Мы не знали, что все это проделки ствола. А Хобсон и Маккарли показали, что ствол активирует спящий мозг и он выдает нам характеристики мозга бодрствующего. В этом огромная ценность работы Хобсона».
Но действительно ли сновидения «включаются» стволом головного мозга? Это предположение взялся оспорить весьма любознательный молодой человек по имени Марк Солмс, который был таким же решительным, как и Хобсон, и, подобно Хобсону, не стеснялся подвергать сомнению авторитеты. Но, что обещало сделать дискуссию еще более интересной, он был психоаналитиком и ярым приверженцем Фрейда!
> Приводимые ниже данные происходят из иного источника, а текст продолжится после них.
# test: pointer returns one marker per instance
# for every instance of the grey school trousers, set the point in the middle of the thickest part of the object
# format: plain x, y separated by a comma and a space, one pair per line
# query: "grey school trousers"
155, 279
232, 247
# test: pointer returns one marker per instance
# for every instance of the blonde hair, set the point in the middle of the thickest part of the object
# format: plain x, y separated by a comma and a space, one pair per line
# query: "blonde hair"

Его открытия вкупе с исследованиями, в которых использовались новейшие технологии, помогут навести мосты между лагерем фрейдистов и лагерем нейрофизиологов, а спящий мозг откроет нам свои новые потрясающие тайны.
Эксперименты природы
Возможно, это просто призрак Фрейда выходит на дорогу.
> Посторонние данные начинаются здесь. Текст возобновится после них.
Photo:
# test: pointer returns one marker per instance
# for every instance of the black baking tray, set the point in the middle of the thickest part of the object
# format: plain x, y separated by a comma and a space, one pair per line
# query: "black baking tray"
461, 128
Марк Солмс и его брат Ли росли в крохотном городишке в забытом богом уголке Африки — сейчас этот район относится к Намибии — и были неразлучны, отчасти еще и потому, что там по-английски говорили только они. Семья поселилась в этой бывшей немецкой колонии на юго-западе Африки, поскольку здесь находилось крупное алмазное месторождение, а отец работал на алмазную империю De Beers. Когда Ли было шесть лет, он упал с крыши, и это падение изменило не только его жизнь (Ли получил серьезную черепную травму), но и жизнь Марка, который отправился на поиски тайн человеческого мозга.
«Оглядываясь назад, я понимаю, что то, что случилось с братом, и заставило меня изучать нейрофизиологию в том ключе, в каком я ею занимаюсь: я хотел понять, как мозг управляет человеком и его поступками. Я хотел заниматься мозгом не как инструментом познания, не только тем, как мы учимся говорить или читать, а скорее тем, каким образом мозг определяет нашу личность и понимание себя, — говорит Солмс. — Как так получается, что этот комок ткани становится источником личности, и почему мой брат как личность полностью изменился из-за того, что какой-то участок этого комка был поврежден». Именно изучение того, как повреждение определенных областей мозга влияет на поведение, и привело Марка Солмса к открытиям новых и удивительных частей пазла, именуемого сновидениями.
Сейчас Солмс живет в Южной Африке, но часто наведывается в Нью-Йорк, потому что работает еще и в Нью-Йоркском психоаналитическом центре: это учреждение поощряет обмен информацией и совместные исследования нейрофизиологов и психоаналитиков. Мы встретились с ним за завтраком в Верхнем Ист-Сайде, в гостинице, владельцы которой попытались воссоздать «истинно британский дух». И Солмс с присущей ему страстностью объяснял мне, как получилось, что он занялся сновидениями — окном, через которое он мог посмотреть на то, как мозг работает.
В начале 1980-х Солмс изучал в Йоханнесбурге нейрофизиологию, но то, чему там учили — поверхностным механизмам работы мозга, — его не удовлетворяло. Однажды друзья уговорили его сходить на семинар по фрейдистской теории сновидений, да и то его вел не психолог, а профессор-литературовед. На семинаре разбирался труд Фрейда, написанный в конце XIX века: в нем Фрейд размышлял о том, какая мозговая машинерия лежит в основе процесса сновидения. «Большинство моих друзей занимались искусством, историей, философией, я же был слеплен из другого теста, и они были рады приобщить меня к теме, которая их занимала и, как они полагали, могла бы заинтересовать и меня, — вспоминает Солмс. — Я был поистине зачарован всеми этими измышлениями по поводу мозговых функций, порождающих сновидения, — все выглядело весьма эмоционально и совершенно ненаучно, но это были разговоры о жизни мозга, которые на занятиях по нейрофизиологии вести было не принято».